While there are multiple factors that influence the birthrate, experts say that the recession-induced decline appears to be coming to an end.

MaKenzie and Korey Marsh, of Herriman Utah, look at their three-day hold daughter, Bayne, at the Women's and Newborn Center at the Intermountain Medical Center in Murray, Utah. A report from the Centers for Disease Control and Prevention shows the number of births rose nationally by 1 percent -- about 53,000 babies -- in 2014, the first time in six years.

Steve Griffin/The Salt Lake Tribune/AP

August 11, 2015

As the economy starts to improve, it’s not just interest rates that are going to go higher. The birthrate shoots up, too.
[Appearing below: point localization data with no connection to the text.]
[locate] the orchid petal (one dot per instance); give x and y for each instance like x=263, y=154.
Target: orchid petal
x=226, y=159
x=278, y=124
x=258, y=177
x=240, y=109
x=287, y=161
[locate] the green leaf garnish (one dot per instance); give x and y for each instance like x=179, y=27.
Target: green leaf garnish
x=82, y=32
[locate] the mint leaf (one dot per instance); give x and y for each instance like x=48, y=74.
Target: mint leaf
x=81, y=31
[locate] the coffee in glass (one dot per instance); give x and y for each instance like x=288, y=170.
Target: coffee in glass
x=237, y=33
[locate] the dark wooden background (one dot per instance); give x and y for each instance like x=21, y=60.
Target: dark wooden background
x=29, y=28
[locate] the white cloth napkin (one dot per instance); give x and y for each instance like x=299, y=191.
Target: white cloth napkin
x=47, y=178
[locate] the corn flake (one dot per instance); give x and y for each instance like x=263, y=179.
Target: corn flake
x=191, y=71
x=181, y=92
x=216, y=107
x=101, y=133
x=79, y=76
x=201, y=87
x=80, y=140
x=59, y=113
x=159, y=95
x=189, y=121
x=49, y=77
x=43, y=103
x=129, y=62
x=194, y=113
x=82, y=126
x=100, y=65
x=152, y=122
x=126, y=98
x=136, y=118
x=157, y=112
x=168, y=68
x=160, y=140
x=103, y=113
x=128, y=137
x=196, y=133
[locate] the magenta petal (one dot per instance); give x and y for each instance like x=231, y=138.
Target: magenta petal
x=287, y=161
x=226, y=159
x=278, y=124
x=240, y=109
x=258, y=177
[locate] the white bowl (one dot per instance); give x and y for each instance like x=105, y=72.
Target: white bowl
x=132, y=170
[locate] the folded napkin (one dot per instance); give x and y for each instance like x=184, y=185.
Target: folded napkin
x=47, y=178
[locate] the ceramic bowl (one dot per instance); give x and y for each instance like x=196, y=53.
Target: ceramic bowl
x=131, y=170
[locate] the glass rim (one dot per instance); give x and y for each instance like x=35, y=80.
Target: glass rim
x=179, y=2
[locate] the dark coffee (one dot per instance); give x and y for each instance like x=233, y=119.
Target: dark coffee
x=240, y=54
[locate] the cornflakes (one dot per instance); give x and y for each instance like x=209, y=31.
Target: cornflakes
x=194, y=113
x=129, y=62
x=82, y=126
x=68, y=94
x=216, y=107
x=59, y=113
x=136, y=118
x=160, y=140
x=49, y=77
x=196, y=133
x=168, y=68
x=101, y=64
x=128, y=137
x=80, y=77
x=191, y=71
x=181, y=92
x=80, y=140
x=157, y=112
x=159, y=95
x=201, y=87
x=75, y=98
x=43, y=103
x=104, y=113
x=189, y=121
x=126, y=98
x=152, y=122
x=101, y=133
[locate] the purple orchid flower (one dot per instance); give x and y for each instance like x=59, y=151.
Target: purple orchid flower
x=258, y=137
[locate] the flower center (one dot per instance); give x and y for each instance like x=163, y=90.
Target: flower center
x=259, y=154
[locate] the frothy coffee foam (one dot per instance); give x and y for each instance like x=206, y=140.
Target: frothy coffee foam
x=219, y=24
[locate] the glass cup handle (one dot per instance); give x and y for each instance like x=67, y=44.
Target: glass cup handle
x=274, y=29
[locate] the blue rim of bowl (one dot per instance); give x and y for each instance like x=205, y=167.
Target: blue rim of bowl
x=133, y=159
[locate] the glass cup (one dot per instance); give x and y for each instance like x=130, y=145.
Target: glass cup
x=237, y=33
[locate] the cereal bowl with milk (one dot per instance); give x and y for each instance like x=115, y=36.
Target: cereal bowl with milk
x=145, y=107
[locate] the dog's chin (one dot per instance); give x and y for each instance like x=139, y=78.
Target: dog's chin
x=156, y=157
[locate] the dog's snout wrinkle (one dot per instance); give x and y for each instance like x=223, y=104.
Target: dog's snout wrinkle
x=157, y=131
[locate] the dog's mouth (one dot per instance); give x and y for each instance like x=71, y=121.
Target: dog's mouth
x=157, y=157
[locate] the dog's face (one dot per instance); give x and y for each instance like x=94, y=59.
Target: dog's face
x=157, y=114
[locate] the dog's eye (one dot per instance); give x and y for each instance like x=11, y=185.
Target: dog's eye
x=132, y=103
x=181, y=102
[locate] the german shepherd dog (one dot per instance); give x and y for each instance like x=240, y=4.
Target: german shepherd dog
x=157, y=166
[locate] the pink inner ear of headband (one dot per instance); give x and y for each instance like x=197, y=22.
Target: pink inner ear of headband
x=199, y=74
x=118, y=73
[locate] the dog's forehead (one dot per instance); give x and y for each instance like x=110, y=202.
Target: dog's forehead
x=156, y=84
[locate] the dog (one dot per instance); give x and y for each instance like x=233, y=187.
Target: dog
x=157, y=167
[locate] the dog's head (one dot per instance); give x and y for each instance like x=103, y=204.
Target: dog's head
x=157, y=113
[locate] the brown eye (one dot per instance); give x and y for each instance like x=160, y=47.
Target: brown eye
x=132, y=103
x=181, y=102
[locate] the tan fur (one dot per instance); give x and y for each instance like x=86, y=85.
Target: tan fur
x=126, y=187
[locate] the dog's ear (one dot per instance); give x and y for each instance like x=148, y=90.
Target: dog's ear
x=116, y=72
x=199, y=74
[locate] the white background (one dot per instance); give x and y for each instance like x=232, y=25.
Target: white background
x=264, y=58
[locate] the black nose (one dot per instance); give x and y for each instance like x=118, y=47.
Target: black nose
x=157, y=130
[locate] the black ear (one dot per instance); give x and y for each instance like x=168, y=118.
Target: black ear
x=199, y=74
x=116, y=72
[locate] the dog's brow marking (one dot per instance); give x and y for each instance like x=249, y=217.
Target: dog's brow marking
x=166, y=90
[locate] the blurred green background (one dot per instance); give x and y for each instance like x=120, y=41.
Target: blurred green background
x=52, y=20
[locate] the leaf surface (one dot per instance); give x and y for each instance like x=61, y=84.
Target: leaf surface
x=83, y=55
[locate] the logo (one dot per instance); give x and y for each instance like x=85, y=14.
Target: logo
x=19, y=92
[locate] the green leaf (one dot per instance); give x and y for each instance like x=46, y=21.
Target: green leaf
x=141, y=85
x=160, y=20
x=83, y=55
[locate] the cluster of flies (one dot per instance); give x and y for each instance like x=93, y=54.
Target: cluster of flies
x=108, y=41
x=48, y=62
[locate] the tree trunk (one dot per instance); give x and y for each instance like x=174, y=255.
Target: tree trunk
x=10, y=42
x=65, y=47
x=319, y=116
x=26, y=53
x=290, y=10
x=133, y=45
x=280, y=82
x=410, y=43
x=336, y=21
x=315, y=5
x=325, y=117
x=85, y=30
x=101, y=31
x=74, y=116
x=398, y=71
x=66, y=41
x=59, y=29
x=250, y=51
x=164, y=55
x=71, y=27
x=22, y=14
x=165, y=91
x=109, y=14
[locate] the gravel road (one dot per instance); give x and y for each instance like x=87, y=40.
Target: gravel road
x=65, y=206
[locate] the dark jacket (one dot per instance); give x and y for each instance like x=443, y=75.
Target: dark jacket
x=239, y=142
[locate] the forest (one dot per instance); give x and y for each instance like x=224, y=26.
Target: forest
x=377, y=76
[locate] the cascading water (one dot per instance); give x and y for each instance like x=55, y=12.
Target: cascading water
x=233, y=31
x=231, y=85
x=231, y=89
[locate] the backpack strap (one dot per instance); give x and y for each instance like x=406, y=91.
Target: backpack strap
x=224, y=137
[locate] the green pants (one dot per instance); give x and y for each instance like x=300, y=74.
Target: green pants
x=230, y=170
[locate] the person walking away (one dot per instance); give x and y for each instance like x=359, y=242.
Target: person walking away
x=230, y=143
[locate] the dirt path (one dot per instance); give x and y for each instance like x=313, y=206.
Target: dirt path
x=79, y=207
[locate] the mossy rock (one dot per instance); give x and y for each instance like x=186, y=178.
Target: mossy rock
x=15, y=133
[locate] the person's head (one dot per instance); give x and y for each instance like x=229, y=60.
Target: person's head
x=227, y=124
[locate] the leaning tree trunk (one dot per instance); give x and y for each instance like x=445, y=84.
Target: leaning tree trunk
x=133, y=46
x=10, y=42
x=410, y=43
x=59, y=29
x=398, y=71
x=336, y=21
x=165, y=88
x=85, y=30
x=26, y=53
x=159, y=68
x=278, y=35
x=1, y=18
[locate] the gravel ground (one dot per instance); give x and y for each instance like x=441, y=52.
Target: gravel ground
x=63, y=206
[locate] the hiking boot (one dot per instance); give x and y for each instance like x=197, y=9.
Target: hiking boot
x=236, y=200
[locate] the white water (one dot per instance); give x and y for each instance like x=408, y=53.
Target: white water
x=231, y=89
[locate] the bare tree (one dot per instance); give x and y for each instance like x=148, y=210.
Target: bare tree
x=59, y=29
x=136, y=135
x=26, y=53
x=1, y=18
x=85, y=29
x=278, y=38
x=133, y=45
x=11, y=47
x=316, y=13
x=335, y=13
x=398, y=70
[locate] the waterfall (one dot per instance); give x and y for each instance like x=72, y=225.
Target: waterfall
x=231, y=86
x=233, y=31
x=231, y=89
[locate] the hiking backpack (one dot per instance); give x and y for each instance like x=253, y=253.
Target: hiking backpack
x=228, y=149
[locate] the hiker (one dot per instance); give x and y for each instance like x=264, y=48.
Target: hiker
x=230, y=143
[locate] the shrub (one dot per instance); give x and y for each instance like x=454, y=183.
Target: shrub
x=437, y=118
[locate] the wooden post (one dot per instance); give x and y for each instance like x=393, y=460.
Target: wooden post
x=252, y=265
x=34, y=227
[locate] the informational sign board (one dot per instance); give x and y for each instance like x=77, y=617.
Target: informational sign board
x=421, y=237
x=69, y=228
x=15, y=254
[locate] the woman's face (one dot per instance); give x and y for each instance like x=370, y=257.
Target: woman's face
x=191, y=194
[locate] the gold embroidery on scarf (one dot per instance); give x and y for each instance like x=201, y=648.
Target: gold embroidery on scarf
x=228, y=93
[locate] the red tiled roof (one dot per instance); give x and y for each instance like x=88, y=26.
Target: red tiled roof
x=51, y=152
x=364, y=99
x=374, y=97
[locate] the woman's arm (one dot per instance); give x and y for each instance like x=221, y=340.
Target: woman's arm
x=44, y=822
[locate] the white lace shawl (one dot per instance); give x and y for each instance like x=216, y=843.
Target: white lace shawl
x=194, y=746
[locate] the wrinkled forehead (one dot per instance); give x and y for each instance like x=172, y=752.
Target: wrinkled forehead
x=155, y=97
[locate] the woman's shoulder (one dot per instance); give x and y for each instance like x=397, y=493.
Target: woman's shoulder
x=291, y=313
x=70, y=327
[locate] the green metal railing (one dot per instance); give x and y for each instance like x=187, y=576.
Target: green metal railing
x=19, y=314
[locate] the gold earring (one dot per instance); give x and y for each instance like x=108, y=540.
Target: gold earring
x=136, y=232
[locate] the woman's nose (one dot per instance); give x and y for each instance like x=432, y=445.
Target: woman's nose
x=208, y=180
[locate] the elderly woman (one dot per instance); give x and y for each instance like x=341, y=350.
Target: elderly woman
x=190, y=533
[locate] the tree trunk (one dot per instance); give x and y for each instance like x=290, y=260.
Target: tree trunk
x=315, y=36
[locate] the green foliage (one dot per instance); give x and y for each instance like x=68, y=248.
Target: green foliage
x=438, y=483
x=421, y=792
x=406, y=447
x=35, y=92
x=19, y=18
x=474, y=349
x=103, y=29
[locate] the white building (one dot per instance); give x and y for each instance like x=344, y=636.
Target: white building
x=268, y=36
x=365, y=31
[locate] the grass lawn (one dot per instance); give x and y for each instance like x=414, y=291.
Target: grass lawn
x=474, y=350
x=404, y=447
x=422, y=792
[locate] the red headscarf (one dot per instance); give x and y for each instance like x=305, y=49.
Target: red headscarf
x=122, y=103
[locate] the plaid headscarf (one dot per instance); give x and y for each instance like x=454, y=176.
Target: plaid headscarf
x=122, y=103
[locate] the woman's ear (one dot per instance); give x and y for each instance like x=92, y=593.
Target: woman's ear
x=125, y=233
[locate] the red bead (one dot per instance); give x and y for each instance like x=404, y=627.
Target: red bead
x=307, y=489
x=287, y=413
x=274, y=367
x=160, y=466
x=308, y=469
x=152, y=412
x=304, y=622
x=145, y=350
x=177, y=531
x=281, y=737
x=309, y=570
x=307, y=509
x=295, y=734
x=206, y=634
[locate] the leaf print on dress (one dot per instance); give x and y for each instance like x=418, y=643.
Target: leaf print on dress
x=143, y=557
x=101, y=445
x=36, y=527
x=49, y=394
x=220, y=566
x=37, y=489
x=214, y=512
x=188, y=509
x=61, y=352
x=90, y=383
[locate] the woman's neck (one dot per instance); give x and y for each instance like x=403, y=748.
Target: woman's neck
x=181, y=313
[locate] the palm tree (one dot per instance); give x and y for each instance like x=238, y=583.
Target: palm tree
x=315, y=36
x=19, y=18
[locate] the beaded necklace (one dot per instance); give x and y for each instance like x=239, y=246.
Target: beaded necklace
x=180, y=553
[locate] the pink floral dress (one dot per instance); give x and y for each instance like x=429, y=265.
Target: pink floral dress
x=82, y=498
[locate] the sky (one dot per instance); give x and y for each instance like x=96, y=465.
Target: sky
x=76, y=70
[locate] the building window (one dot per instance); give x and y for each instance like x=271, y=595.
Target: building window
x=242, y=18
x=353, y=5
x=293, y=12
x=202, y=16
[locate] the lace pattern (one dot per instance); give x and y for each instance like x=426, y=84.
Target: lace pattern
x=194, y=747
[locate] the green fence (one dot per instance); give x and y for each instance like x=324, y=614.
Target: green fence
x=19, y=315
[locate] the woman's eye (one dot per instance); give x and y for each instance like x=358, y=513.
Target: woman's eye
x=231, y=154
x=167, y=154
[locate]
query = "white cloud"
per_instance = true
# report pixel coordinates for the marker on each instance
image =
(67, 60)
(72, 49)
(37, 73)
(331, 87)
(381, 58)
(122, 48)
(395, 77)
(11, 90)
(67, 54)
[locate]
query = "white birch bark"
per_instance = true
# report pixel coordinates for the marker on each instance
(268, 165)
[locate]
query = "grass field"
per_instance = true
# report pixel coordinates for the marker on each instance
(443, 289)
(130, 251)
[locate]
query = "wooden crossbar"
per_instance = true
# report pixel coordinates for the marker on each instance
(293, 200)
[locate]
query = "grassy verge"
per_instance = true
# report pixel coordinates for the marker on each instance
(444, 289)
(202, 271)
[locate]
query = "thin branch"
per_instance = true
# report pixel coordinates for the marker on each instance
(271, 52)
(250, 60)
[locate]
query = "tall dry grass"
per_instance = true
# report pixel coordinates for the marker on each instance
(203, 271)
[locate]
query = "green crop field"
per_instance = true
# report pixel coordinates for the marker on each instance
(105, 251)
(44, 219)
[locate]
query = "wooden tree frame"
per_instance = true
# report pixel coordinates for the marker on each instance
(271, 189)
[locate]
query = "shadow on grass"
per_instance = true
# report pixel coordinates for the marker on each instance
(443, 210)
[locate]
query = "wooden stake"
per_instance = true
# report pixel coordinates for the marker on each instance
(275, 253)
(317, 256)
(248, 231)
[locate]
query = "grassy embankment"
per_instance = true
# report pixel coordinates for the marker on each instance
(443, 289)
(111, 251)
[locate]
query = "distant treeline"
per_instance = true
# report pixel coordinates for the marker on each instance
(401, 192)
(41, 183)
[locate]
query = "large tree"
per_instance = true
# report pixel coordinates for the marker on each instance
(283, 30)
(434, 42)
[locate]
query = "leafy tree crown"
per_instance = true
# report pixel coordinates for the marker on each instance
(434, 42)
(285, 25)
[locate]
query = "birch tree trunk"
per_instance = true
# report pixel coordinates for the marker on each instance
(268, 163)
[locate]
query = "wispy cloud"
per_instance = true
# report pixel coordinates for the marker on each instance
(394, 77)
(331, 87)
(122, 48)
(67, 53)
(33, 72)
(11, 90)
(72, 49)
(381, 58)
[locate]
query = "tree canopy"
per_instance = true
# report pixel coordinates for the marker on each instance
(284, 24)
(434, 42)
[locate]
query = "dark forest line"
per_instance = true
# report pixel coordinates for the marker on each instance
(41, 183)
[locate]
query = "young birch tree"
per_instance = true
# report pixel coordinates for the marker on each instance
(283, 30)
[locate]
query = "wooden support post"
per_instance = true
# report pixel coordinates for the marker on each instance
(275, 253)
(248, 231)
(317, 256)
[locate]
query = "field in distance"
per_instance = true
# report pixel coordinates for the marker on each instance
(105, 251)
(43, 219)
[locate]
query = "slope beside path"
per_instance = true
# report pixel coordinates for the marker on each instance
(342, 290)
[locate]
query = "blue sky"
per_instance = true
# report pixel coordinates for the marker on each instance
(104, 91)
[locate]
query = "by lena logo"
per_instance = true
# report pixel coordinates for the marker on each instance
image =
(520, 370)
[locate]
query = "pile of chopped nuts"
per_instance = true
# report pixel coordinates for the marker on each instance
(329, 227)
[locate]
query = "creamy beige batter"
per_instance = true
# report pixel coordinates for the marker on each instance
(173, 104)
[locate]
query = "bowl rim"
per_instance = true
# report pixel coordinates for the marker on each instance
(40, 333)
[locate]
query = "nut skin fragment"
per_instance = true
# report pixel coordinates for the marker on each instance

On Tuesday, preliminary data for 2014 released by the National Center for Health Statistics demonstrated that this tell-tale sign of economic recovery is beginning to appear in America. The birthrate in the United States had either remained at a standstill or declined each year since before the start of the Great Recession, but 2014 saw the first increase since 2007. While there are multiple factors that influence birthrate, experts say that the recession-induced decline appears to be coming to an end.

“I suspect certain segments of the population were under stress before the recession started - like construction workers - and even more families were in distress in 2008 through 2012. And this led to fewer babies,” wrote Bill McBride for the finance and economics blog Calculated Risk.

“Of course economic distress isn't the only reason births decline - look at the huge decline following the baby boom that was driven by demographics. But it is not surprising that the number of births slow or decline during tough economic times - but that is over now,” he continued.  

According to the preliminary data released by the NCHS, there were 3,985,924 births in the United States in 2014, a 1 percent increase from 2013. The number of births had declined for five consecutive years prior to 2013.

One of the major trends the data revealed is that women are giving birth later in life. Teen pregnancy is at a historic low, as there were only 24.2 births per every 1,000 females between the ages of 15 to 19. That was a 9 percent drop from the previous year. These results are in line with the declining number of teen pregnancies since the 1990s. The number has declined by a whole 61 percent since its peak in 1991, the data reveals.  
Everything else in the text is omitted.